6.2 The Delhi High Court has recognised that a person may construct a house according to his plans, requirements and compulsions. He may even arrange for his children and family to stay there, so that they are nearby, an arrangement which can be mutually supportive. The Hon’ble Delhi High Court went on to observe further that physical structuring of the new residential house, whether it is lateral or vertical cannot come in the way of considering the building as a residential house.
6.3 The assessee before us constructed the residential house which consisted of three independent units and as per the decision of Hon’ble Delhi High Court such a residential house cannot be permitted to act as an impediment to the allowance of deduction under section 54/54F.
7. The Hon’ble Madras High Court in the case of Tilokchand & Sons (supra) held that the dislocation of newly purchased residential houses will not alter the position for interpretation of the word “a residential house” to the effect that it may include more than one residential houses.
7.1 In the decision (supra) the Hon’ble Madras High Court also considered the impact of the amendment by Finance (No.2) Act of 2014 w.e.f. 01.04.2015 which could operate only prospectively from AY 2015-16. The present case before us is prior to that. In this view of the matter, reliance upon the amended law w.e.f. 01.04.2015 by the Ld. AO is misplaced.
7.2 The Hon’ble Madras High Court in the decision (supra) also held that in the first part of section 54(1) of the Act, the words ‘being a Residential House’ coupled with the words ‘Buildings or Lands’ (plural) appurtenant purchased thereto both clearly indicate the plural sense. The Court further observed that the word ‘a ‘in section 54(1) prior to amendment w.e.f. 01.04.2015 would normally mean one. But it can in some circumstances include within its ambit and scope plural number also. It may be two or three or even more. The very need to amend the later part of section 54(1) seems to have been to restrict such plurality to be included in word ‘a’ by inserting “one residential house” w.e.f. 01.04.2015.
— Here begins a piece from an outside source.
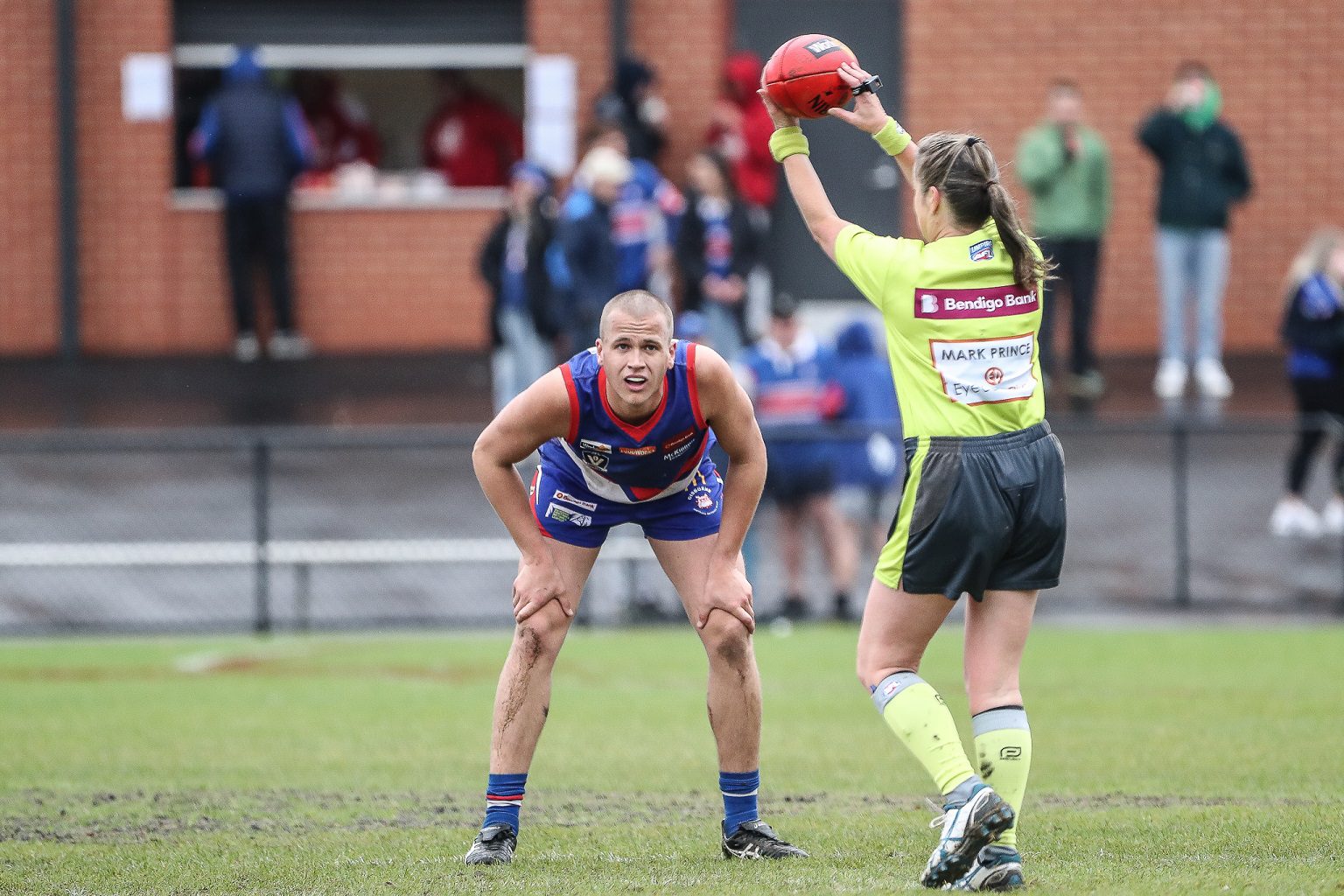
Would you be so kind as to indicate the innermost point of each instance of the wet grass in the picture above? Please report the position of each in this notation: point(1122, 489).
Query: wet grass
point(1166, 762)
8. Relying on the decision of Hon’ble Delhi High Court in the case of Gita Duggal (supra) in which the Hon’ble Delhi High Court quoted with approval the decision of Hon’ble Karnataka High Court in Smt. K.G. Rukminiamma’s case (supra), the Ld. CIT(A) held that word ‘a’ may represent the multiple residential units so long as they are in the same building and contiguous to each other and used as single residential house. In the present case the claim of deduction under section 54 of the Act is for a residential house built up on three adjacent contiguous plots. He further observed that the principle of multiple residential houses/units holds good till these units are in same physical location and contiguous to each other. We are inclined to agree with the above observations and findings of the Ld. CIT(A).
9. In view of the foregoing discussion and on the facts and in the circumstances of the case of the assessee, we do not find substance in the contentions raised by the Revenue in its appeal. Hence we hold against the Revenue.
10. In the result, appeal of the Revenue is dismissed.
Order pronounced in the open court on 1st August, 2022.